Rimane poi da sviluppare un secondo ordine di considerazioni, di carattere ad un tempo empirico e strategico, che riguarda la fase (sicuramente lunga ed articolata) di transizione, fase in cui dovranno essere costruite ed assicurate le condizioni regionali del trasferimento, a livello normativo (leggi quadro regionali) ed a livello amministrativo. In tale fase diviene quasi necessario prospettare una gradualità ed un insieme di soluzioni anche differenziate tra le varie Regioni (geometria variabile), dove la tecnostruttura amministrativa statale continua a funzionare, in una logica di supporto a funzioni attribuite alle stesse Regioni. Non avrebbe infatti senso smantellare di colpo, senza avere predisposto le opportune condizioni sostitutive, una macchina che, seppur elefantiaca, a tutt’oggi garantisce determinati servizi.

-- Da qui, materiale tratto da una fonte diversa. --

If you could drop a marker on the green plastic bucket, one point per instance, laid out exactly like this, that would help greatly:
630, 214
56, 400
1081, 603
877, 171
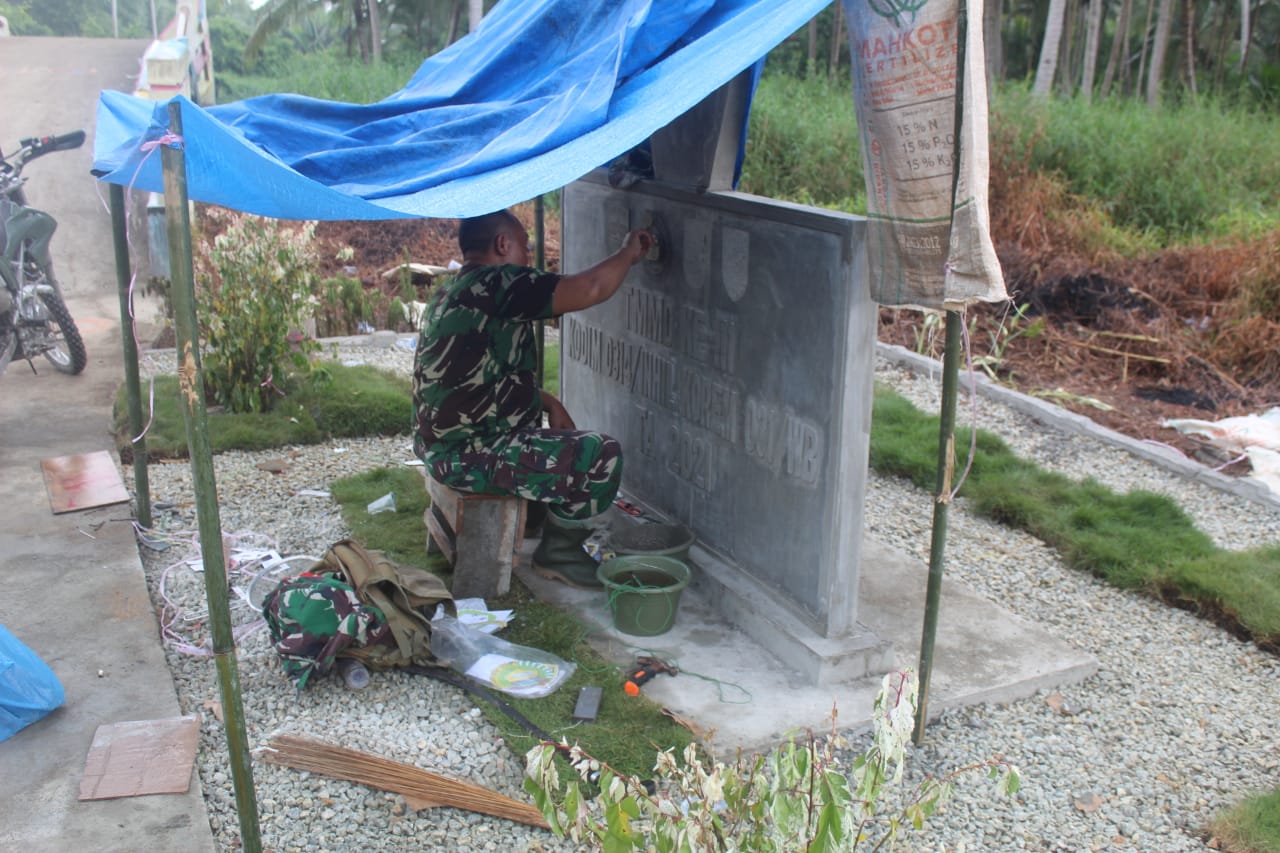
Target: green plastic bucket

In quest’ottica diverrebbe strategica anche la soluzione di un trasferimento “funzionale” del personale docente, di un personale, cioè, che continuerebbe a mantenere come datore di lavoro lo Stato, passando alle dipendenze regionali solo per gli aspetti relativi alla politica programmatoria ed organizzativa dell’offerta territoriale. Da un punto di vista tecnico potrebbe realizzarsi nella forma dell’assegnazione funzionale di personale ovvero del distacco; il personale manterrebbe il proprio rapporto di lavoro con lo Stato, dipendendo invece dalla nuova amministrazione (Regione) per quanto concerne la sua concreta attività lavorativa. Si tratta di modalità e di esperienze già attuate in Italia e nei diversi livelli dell’amministrazione pubblica.

Accanto ai vantaggi, occorre però segnalare anche i rischi, ossia che tale soluzione tecnica si presti ad una operazione di tipo nominalistico-conservatrice, finalizzata a non incidere realmente sugli attuali assetti, introducendo solo nuovi elementi in un corpo che rimane sostanzialmente immutato. All’insegna del “tutto deve cambiare, perché tutto rimanga come prima”.

Il panorama italiano già si presenta con i tratti tipici della società di “ancien régime”: la categoria, invenzione (politico-pubblicitaria) rivoluzionaria, forgiata con il preciso scopo di segnare nell’immaginario collettivo una decisa soluzione di continuità col passato (definito tout court come “vecchio”), non riflette la realtà storica della società francese di allora, contrassegnata da un inestricabile miscuglio di vecchio e di nuovo, come un corpo attraversato da spinte e dinamiche innovatrici, ma sostanzialmente legato ed irrigidito nelle vecchie forme e logiche. Così il nostro Paese: alle “iniezioni” di novità, corrisponde una sostanziale rigidità degli apparati e delle istituzioni, rigidità culturale e mentale innanzitutto, ma anche fissata nelle procedure e nei comportamenti amministrativi che continuano – in barba agli stessi dettati normativi – come se tutto fosse come prima.

L’auspicio, invece, è che nella fase decisiva transitoria, si individuino con senso di responsabilità le soluzioni tecniche adeguate alle specifiche realtà ed ai problemi, e che tali soluzioni si costituiscano come passi concreti di un reale cambiamento, alla luce di una visione di più ampio respiro e sinceramente riformatrice.